Perhaps it is the story itself, which, after all, is riveting. Narrowly escaping fratricide, Joseph is sold into slavery before being elevated in Potiphar’s homestead. Joseph stoically refuses Potiphar’s wife’s seductive advances for which he is flung into an underground cell. Yet, Joseph does not break. He manages to rise from this ignominious position and eventually finds himself viceroy of Egypt.

Nachmanides declared: “The lives of the Patriarchs foreshadow the story of their descendants.” This also seems true of Joseph. The Jewish people, like Joseph, initially enjoyed honour and independence before being sold into slavery and exile. In exile, like Joseph, they arose from their shackles following emancipation only to be cast again into the cruellest of prisons, before arising once more to ever greater splendour as they regained sovereignty. What explains this remarkable resilience?

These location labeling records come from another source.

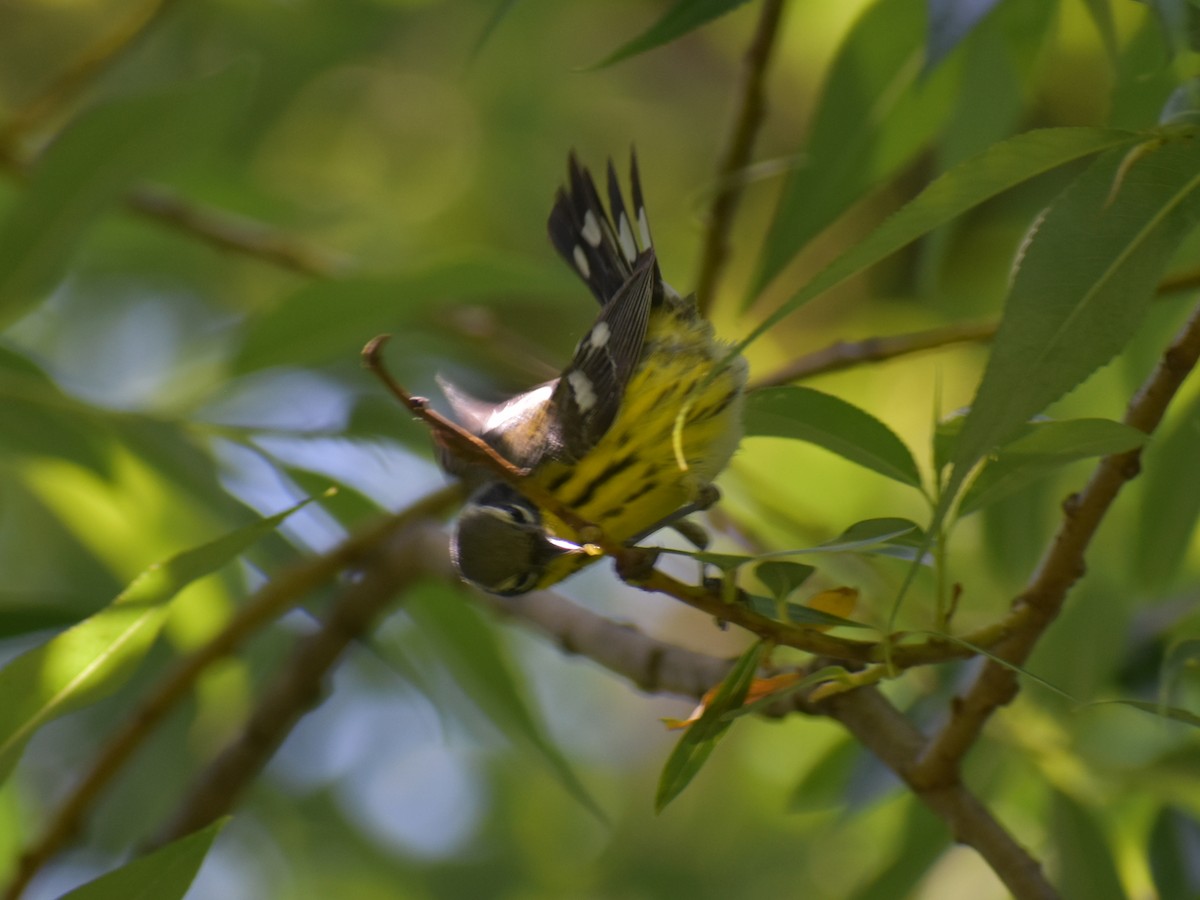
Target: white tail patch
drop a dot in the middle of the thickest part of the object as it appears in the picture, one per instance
(625, 235)
(599, 336)
(643, 227)
(591, 229)
(581, 263)
(581, 385)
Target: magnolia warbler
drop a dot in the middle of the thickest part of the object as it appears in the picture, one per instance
(603, 437)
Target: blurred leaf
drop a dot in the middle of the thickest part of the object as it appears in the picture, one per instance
(88, 168)
(949, 23)
(697, 743)
(1102, 16)
(334, 319)
(166, 874)
(923, 839)
(767, 691)
(798, 615)
(875, 114)
(833, 424)
(823, 786)
(1085, 856)
(41, 420)
(1173, 850)
(1180, 657)
(493, 22)
(781, 577)
(964, 187)
(1074, 304)
(1185, 717)
(469, 649)
(685, 16)
(93, 659)
(1170, 499)
(1042, 450)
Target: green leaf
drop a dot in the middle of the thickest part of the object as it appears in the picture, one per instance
(685, 16)
(781, 577)
(798, 615)
(469, 649)
(964, 187)
(865, 534)
(833, 424)
(1170, 499)
(876, 113)
(1173, 850)
(1075, 303)
(163, 875)
(924, 838)
(1085, 856)
(91, 165)
(93, 659)
(334, 319)
(1043, 449)
(40, 420)
(1102, 16)
(697, 743)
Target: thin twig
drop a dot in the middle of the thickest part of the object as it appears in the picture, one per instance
(879, 726)
(395, 562)
(749, 114)
(846, 354)
(275, 598)
(1060, 568)
(238, 234)
(81, 73)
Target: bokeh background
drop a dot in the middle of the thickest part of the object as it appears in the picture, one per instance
(400, 157)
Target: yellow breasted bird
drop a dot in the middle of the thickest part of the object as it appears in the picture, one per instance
(601, 437)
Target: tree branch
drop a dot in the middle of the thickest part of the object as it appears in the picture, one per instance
(880, 726)
(1060, 568)
(395, 562)
(736, 156)
(274, 599)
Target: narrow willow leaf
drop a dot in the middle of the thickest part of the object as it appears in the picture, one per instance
(1170, 498)
(685, 16)
(868, 533)
(1043, 449)
(799, 615)
(93, 659)
(876, 113)
(964, 187)
(781, 577)
(469, 649)
(1074, 303)
(167, 874)
(95, 160)
(697, 743)
(833, 424)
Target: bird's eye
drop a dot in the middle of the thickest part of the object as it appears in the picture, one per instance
(520, 583)
(519, 514)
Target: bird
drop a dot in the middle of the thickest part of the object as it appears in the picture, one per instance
(629, 436)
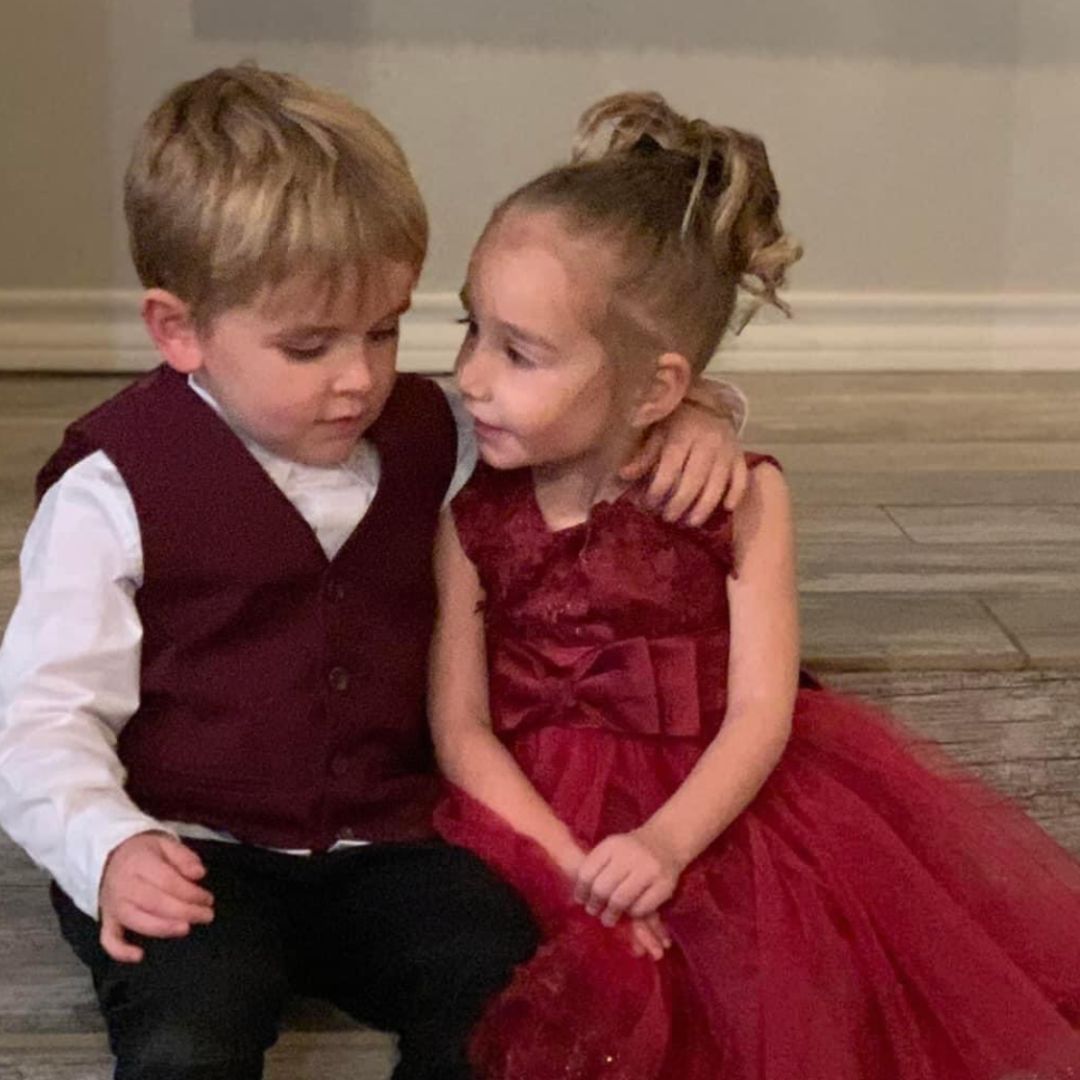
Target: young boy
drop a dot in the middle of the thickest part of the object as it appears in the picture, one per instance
(212, 691)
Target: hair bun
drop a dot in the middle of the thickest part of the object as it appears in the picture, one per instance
(732, 189)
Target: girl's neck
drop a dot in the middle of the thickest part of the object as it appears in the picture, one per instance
(567, 490)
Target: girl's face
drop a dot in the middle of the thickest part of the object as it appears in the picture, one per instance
(536, 379)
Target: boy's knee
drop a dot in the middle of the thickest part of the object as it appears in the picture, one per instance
(218, 1028)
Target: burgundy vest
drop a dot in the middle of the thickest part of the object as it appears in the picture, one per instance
(282, 694)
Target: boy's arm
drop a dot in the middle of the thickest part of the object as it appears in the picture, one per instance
(694, 457)
(469, 753)
(69, 680)
(636, 872)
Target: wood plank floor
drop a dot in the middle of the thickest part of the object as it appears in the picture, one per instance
(939, 518)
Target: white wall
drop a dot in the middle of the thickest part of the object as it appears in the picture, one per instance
(921, 147)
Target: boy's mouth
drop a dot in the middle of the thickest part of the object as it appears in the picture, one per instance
(345, 423)
(486, 430)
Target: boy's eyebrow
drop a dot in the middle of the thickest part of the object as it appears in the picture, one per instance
(510, 327)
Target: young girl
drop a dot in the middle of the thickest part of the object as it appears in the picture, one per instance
(618, 702)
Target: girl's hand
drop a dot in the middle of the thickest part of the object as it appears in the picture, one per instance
(625, 873)
(696, 459)
(648, 936)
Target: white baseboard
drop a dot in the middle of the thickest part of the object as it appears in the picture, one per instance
(99, 331)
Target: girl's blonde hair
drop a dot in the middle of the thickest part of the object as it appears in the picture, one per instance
(691, 212)
(243, 177)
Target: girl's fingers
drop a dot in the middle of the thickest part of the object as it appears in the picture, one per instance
(623, 898)
(605, 885)
(647, 942)
(650, 900)
(592, 866)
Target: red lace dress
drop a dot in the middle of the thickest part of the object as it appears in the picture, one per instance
(873, 915)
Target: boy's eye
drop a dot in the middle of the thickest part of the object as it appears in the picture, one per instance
(518, 359)
(386, 334)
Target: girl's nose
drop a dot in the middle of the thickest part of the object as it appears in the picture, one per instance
(470, 374)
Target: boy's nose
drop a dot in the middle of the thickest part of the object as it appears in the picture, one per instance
(355, 376)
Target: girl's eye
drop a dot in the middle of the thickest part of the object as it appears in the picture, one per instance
(518, 359)
(386, 334)
(300, 355)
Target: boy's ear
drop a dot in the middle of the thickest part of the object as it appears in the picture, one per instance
(663, 393)
(173, 329)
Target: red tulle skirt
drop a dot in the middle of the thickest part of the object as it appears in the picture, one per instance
(874, 915)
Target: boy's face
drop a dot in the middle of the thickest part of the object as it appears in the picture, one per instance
(305, 373)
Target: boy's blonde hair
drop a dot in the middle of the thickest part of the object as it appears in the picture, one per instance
(242, 178)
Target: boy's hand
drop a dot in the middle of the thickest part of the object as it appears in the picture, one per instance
(624, 873)
(148, 887)
(696, 459)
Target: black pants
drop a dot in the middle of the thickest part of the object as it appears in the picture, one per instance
(409, 937)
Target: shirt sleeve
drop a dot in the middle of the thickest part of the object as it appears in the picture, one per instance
(467, 440)
(69, 680)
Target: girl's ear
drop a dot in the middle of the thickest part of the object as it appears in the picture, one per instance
(663, 393)
(173, 329)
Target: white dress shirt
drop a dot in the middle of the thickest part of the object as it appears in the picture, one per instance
(69, 664)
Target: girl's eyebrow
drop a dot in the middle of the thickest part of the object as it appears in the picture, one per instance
(510, 328)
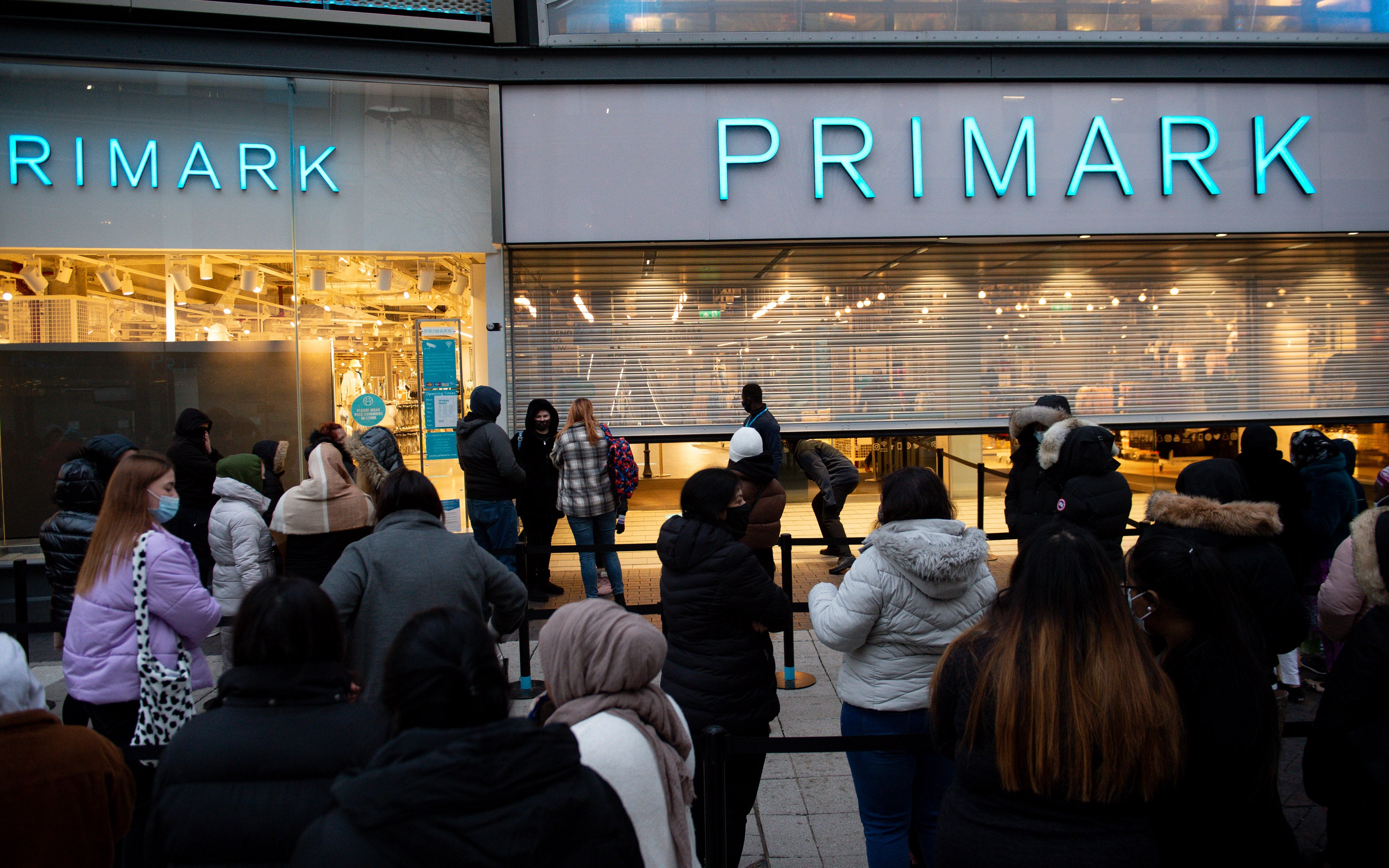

In recent years there have been a surge of psychological studies on resilience. Perhaps the most famous of these is Werner and Smith’s Kauai Longitudinal Study, which documented the lives of Hawaiian children, who were exposed to high prenatal and perinatal risks and suffered abuse and neglect.

Astonishingly, a subset of these children thrived emotionally and academically, despite their appalling circumstances. These children were labelled “invincible”. Werner and Smith discovered that many resilient youth would often reach out to religious groups and held deep religious faith. This imbued in these children the belief that their lives had meaning and that they could master their destinies. In time, the role of religiosity in fostering resilience has been acknowledged by foremost resilience researchers, including Masten, Ungar and Cicchetti.

Research has underscored how children draw succour and fortitude from spirituality. For example, a Swazi orphan in unimaginable hardship explained that she was encouraged by the biblical story of Joseph who overcame adversity. Around the world people in devastating adversity draw strength from the knowledge that God protects those who seek shelter beneath His wings.

Ultimately, therefore, perhaps the striking resilience of both Joseph and the Jewish people may be explained by the knowledge they cherished, even in the most interminable of exiles, that though every door on earth may have been closed to them, as children of Israel, we are never alone.